およそ1時間の陪審は、カレン・マクドナルド被告が「監護権は元夫が有し、元妻は子どもに近付いてはならない」とする裁判所の決定を無視したと判断した。マクドナルド被告に対する判決は来月にも下される予定で、最高で6年の懲役刑が科される可能性がある。
マクドナルド被告は、容疑について全面的に認めている。マクドナルド被告を担当するデヴィッド・ボゲンシュッツ弁護士は「マクドナルド氏は、離婚直前に同性愛者であることをカムアウトした夫が、息子のセクシュアリティに影響を及ぼすことを懸念したために誘拐・逃亡という行動に及んだ。

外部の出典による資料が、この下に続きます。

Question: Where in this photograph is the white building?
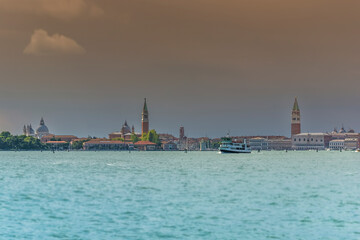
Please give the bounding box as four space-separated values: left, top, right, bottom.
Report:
329 139 345 150
268 138 292 150
249 137 268 150
291 133 331 150
344 138 359 150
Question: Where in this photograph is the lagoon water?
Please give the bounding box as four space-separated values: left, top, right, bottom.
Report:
0 152 360 240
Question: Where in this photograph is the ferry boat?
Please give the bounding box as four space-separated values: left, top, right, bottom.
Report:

彼女の行動は、裁判所による命令で困難な状況に陥った中で、わが子を心配した親の行動に過ぎない」と述べ、マクドナルド被告の犯行が正当化されるものであると主張。
マクドナルド被告は、2001年、フォート・ローダデール・スクールから当時11歳だった息子を誘拐し、コスタリカに逃亡。被告と息子は同国に4年間滞在したが、2002年6月、コスタリカ発アメリカ行の飛行機から降りたところを、ヒューストンにある合衆国税関で逮捕された。
少年は現在16歳で、父親とコロラド州で生活している。
マクドナルド被告の証言によると、被告と元夫は1988年に結婚。翌年妊娠、1997年に離婚した。離婚直前、元夫は、同性愛者であること、同性パートナーがいることをカムアウトした。プライバシー保護のため、被告元夫、そのパートナー、少年の名前は公表されていない。

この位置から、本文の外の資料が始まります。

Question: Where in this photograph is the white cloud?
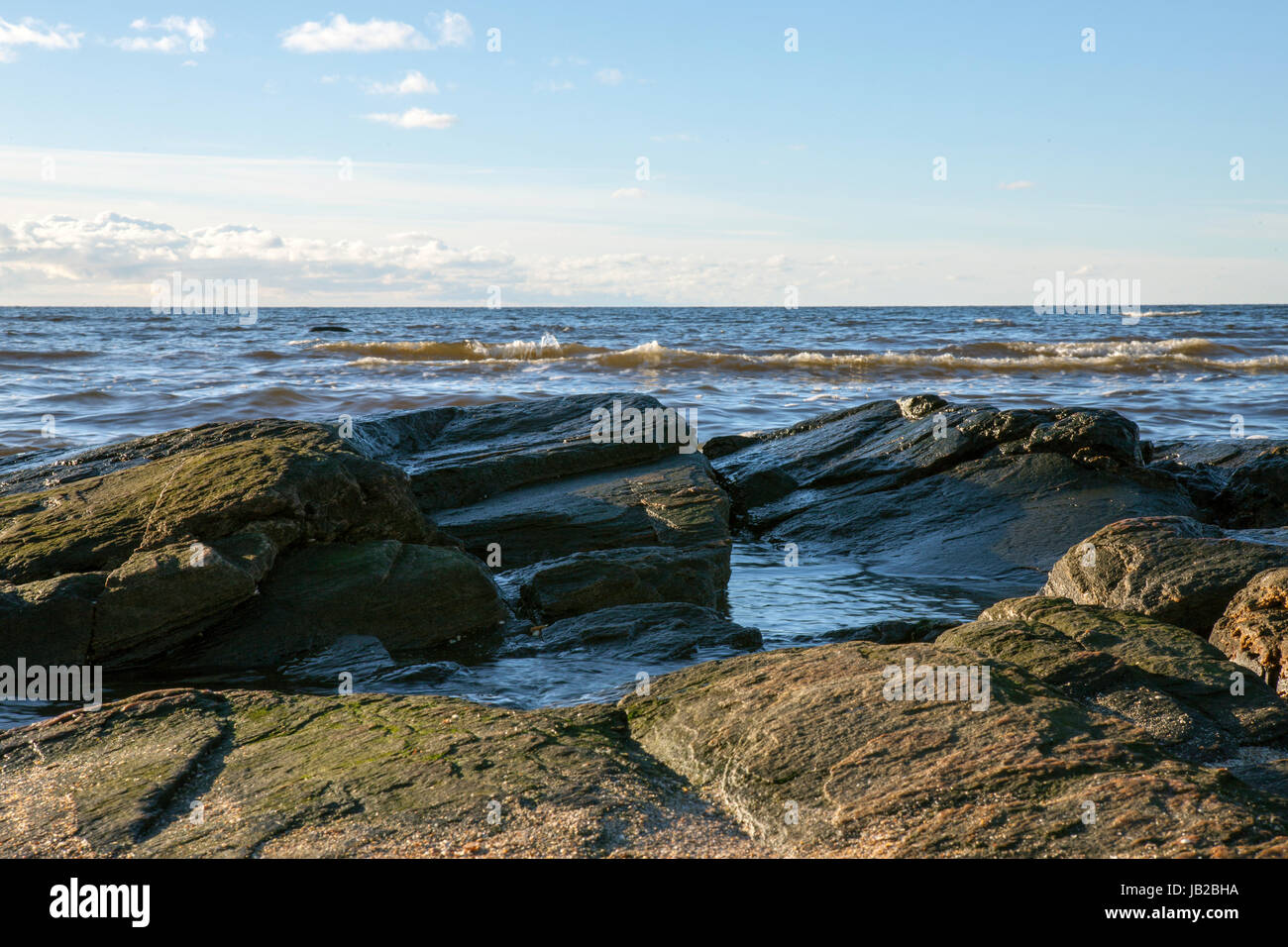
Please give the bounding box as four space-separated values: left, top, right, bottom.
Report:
362 108 456 129
282 13 433 53
0 214 519 305
368 69 438 95
429 10 474 47
0 17 85 61
112 17 215 53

マクドナルド被告と元夫は離婚に際し、少年の監護権を争った。マクドナルド被告が少年を引き取るのは不可能だと判断した精神科医の証言などが考慮され、裁判所は、元夫のみに監護権を認め、被告に対して、少年と一切の接触をとらないよう命じた。
マクドナルド被告は今回の裁判の中で、元夫とそのパートナーを性的逸脱者と証言。元夫のパートナーが、少年の臀部(でんぶ)を触るなどしたとして非難し、少年の監護権を主張した。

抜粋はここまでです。